Method encodes all less than (<) characters in a HTML string, but not the HTML tags

Question 1

I am cleaning a HTML string to encode the less than sign (<) to a HTML entity (<), but leaving the HTML tags as they are. An example is converting "<div>Total < 500</div>" to "<div>Total < 500</div>".
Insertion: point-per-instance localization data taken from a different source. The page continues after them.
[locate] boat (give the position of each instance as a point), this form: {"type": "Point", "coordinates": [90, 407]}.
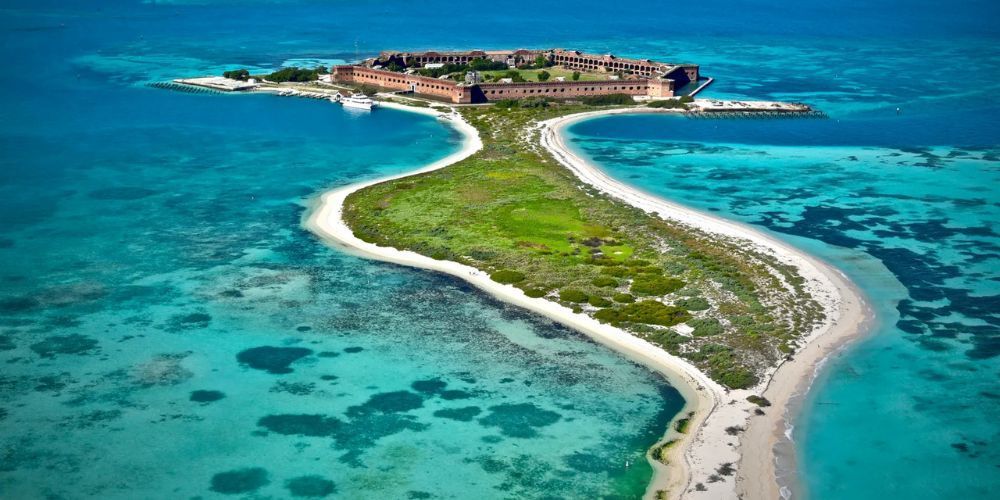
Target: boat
{"type": "Point", "coordinates": [356, 101]}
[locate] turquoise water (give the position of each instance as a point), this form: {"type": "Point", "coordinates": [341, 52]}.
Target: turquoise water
{"type": "Point", "coordinates": [168, 330]}
{"type": "Point", "coordinates": [908, 206]}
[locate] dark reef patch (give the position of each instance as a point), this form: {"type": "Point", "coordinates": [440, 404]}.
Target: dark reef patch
{"type": "Point", "coordinates": [388, 402]}
{"type": "Point", "coordinates": [163, 370]}
{"type": "Point", "coordinates": [240, 481]}
{"type": "Point", "coordinates": [455, 394]}
{"type": "Point", "coordinates": [431, 386]}
{"type": "Point", "coordinates": [274, 360]}
{"type": "Point", "coordinates": [193, 321]}
{"type": "Point", "coordinates": [293, 388]}
{"type": "Point", "coordinates": [203, 396]}
{"type": "Point", "coordinates": [64, 344]}
{"type": "Point", "coordinates": [519, 420]}
{"type": "Point", "coordinates": [587, 463]}
{"type": "Point", "coordinates": [124, 193]}
{"type": "Point", "coordinates": [310, 486]}
{"type": "Point", "coordinates": [17, 305]}
{"type": "Point", "coordinates": [301, 425]}
{"type": "Point", "coordinates": [461, 414]}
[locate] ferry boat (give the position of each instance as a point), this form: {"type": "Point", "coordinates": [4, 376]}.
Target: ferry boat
{"type": "Point", "coordinates": [356, 101]}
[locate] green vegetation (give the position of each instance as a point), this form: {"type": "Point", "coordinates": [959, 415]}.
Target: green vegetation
{"type": "Point", "coordinates": [507, 276]}
{"type": "Point", "coordinates": [294, 74]}
{"type": "Point", "coordinates": [513, 211]}
{"type": "Point", "coordinates": [681, 424]}
{"type": "Point", "coordinates": [604, 281]}
{"type": "Point", "coordinates": [655, 284]}
{"type": "Point", "coordinates": [608, 100]}
{"type": "Point", "coordinates": [705, 327]}
{"type": "Point", "coordinates": [239, 74]}
{"type": "Point", "coordinates": [649, 312]}
{"type": "Point", "coordinates": [659, 453]}
{"type": "Point", "coordinates": [571, 295]}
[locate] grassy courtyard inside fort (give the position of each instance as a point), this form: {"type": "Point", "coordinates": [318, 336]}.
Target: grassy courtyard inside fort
{"type": "Point", "coordinates": [531, 75]}
{"type": "Point", "coordinates": [513, 211]}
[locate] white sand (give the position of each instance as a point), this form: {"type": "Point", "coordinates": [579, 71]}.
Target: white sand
{"type": "Point", "coordinates": [706, 444]}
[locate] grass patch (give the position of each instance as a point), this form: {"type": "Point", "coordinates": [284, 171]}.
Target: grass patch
{"type": "Point", "coordinates": [512, 209]}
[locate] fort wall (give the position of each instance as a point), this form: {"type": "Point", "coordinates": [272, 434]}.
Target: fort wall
{"type": "Point", "coordinates": [643, 77]}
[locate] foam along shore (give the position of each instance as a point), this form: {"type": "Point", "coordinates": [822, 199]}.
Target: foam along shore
{"type": "Point", "coordinates": [705, 446]}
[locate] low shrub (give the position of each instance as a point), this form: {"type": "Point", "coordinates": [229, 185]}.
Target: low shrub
{"type": "Point", "coordinates": [618, 271]}
{"type": "Point", "coordinates": [655, 284]}
{"type": "Point", "coordinates": [705, 327]}
{"type": "Point", "coordinates": [605, 281]}
{"type": "Point", "coordinates": [507, 277]}
{"type": "Point", "coordinates": [598, 301]}
{"type": "Point", "coordinates": [693, 304]}
{"type": "Point", "coordinates": [571, 295]}
{"type": "Point", "coordinates": [648, 312]}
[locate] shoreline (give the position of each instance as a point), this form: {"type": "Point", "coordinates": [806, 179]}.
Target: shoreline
{"type": "Point", "coordinates": [848, 316]}
{"type": "Point", "coordinates": [705, 445]}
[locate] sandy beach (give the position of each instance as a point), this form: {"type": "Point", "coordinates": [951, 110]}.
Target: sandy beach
{"type": "Point", "coordinates": [706, 445]}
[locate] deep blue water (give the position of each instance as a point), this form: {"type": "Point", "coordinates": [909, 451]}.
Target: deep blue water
{"type": "Point", "coordinates": [167, 329]}
{"type": "Point", "coordinates": [908, 205]}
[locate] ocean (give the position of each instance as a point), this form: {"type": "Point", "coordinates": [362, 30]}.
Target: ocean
{"type": "Point", "coordinates": [168, 329]}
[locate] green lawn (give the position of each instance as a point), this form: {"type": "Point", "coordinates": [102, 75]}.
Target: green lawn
{"type": "Point", "coordinates": [512, 211]}
{"type": "Point", "coordinates": [531, 75]}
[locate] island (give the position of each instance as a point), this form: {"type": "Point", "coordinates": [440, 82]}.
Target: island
{"type": "Point", "coordinates": [737, 320]}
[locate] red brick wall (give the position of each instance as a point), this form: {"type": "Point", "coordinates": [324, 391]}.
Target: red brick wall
{"type": "Point", "coordinates": [447, 89]}
{"type": "Point", "coordinates": [562, 90]}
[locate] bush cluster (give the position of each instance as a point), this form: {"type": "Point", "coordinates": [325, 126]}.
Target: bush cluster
{"type": "Point", "coordinates": [507, 276]}
{"type": "Point", "coordinates": [605, 281]}
{"type": "Point", "coordinates": [571, 295]}
{"type": "Point", "coordinates": [655, 284]}
{"type": "Point", "coordinates": [705, 327]}
{"type": "Point", "coordinates": [649, 312]}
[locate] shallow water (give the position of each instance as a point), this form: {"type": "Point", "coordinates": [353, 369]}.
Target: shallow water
{"type": "Point", "coordinates": [167, 328]}
{"type": "Point", "coordinates": [159, 298]}
{"type": "Point", "coordinates": [909, 411]}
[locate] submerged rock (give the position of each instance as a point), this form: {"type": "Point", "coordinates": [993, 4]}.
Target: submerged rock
{"type": "Point", "coordinates": [240, 481]}
{"type": "Point", "coordinates": [64, 344]}
{"type": "Point", "coordinates": [274, 360]}
{"type": "Point", "coordinates": [310, 486]}
{"type": "Point", "coordinates": [206, 396]}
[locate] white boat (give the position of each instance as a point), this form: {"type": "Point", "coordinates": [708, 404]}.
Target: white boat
{"type": "Point", "coordinates": [356, 101]}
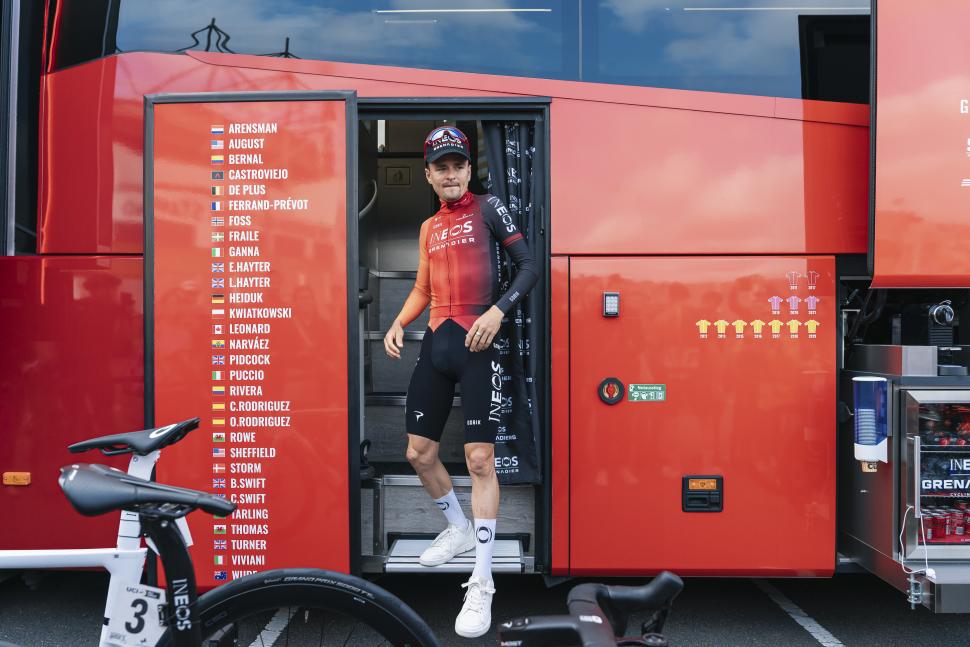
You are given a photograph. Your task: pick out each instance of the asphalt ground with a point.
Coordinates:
(65, 608)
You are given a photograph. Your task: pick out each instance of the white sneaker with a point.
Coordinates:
(475, 618)
(452, 541)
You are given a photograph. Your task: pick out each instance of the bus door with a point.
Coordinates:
(250, 313)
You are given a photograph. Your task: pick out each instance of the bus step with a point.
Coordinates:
(508, 557)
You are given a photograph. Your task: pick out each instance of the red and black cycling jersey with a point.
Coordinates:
(460, 260)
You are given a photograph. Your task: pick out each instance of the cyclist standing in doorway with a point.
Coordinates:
(458, 274)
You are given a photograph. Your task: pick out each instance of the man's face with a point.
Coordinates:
(449, 176)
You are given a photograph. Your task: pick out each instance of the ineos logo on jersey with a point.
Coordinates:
(495, 407)
(466, 227)
(161, 431)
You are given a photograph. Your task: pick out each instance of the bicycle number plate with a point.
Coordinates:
(136, 617)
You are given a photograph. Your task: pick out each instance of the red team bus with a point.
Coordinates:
(737, 208)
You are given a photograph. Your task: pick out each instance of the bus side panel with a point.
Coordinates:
(736, 380)
(71, 368)
(91, 177)
(659, 181)
(559, 320)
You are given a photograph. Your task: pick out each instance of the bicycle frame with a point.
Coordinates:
(124, 563)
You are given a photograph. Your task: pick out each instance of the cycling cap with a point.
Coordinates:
(444, 140)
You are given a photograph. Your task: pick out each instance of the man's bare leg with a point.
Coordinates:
(480, 458)
(423, 455)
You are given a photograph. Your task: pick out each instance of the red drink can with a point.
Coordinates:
(959, 518)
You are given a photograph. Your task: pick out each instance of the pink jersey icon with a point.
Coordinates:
(812, 279)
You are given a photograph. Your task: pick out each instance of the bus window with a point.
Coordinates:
(518, 37)
(760, 47)
(741, 46)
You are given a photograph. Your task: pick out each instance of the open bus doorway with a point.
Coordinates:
(397, 517)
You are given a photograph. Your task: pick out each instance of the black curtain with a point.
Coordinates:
(511, 153)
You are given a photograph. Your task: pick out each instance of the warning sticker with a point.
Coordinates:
(647, 392)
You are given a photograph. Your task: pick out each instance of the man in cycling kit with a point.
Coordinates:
(458, 274)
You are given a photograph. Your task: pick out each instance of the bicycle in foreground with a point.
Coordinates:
(293, 606)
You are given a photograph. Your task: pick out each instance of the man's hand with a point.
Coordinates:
(484, 330)
(394, 340)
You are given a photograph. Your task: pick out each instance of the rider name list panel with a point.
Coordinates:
(248, 252)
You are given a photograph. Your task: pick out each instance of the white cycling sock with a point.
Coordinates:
(452, 509)
(484, 546)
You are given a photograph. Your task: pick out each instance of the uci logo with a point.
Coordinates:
(161, 431)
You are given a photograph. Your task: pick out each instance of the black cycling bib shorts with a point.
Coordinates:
(444, 362)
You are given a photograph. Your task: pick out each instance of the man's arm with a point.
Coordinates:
(499, 221)
(416, 302)
(527, 270)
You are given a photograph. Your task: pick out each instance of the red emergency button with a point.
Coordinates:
(611, 390)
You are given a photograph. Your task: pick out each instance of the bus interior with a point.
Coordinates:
(397, 517)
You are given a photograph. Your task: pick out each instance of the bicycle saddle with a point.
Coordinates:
(97, 489)
(618, 602)
(140, 442)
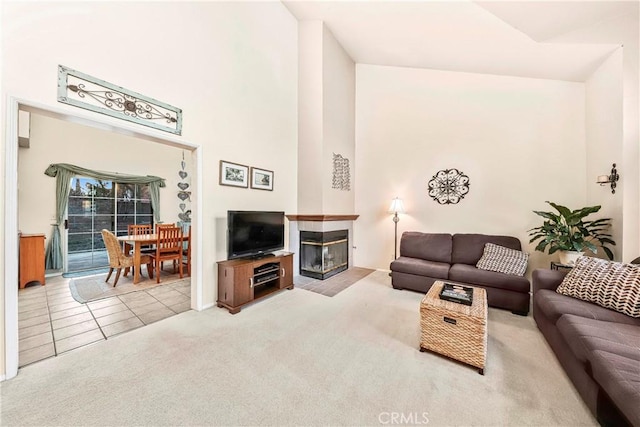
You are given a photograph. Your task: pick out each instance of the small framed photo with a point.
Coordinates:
(261, 179)
(234, 174)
There's a number of posts addressing this including: https://stackoverflow.com/questions/5464686/html-entity-encode-text-only-not-html-tag, https://stackoverflow.com/questions/2245066/encode-html-in-asp-net-c-sharp-but-leave-tags-intact, https://stackoverflow.com/questions/28301206/how-to-encode-special-characters-in-html-but-exclude-tags Each post points to using the Html Agility Pack and specifically the HtmlEntity.Entitize(html) method. This doesn't work for me because it actually ignores the < and & signs and using the above example, the output was the same as the input! I may be missing the point of how to use this method, but the code was simply this:

public static string EntitizeHtml( this string html )
{
 return HtmlEntity.Entitize( html );
}

I decided to write my own method to find the less than symbols and convert them to the HTML entity equivalent. It works, but it seems very clunky (a loop inside a loop and lots of string manipulation). I avoided Regex to keep it faster and more readable. I fully appreciate that manipulating HTML strings is often fraught with problems thanks to differing HTML versions and malformed HTML, but for my purpose this method solves my problem based on a discrete set of HTML tags. The following method will convert "<div>Total < 500</div>" to "<div>Total < 500</div>" as expected.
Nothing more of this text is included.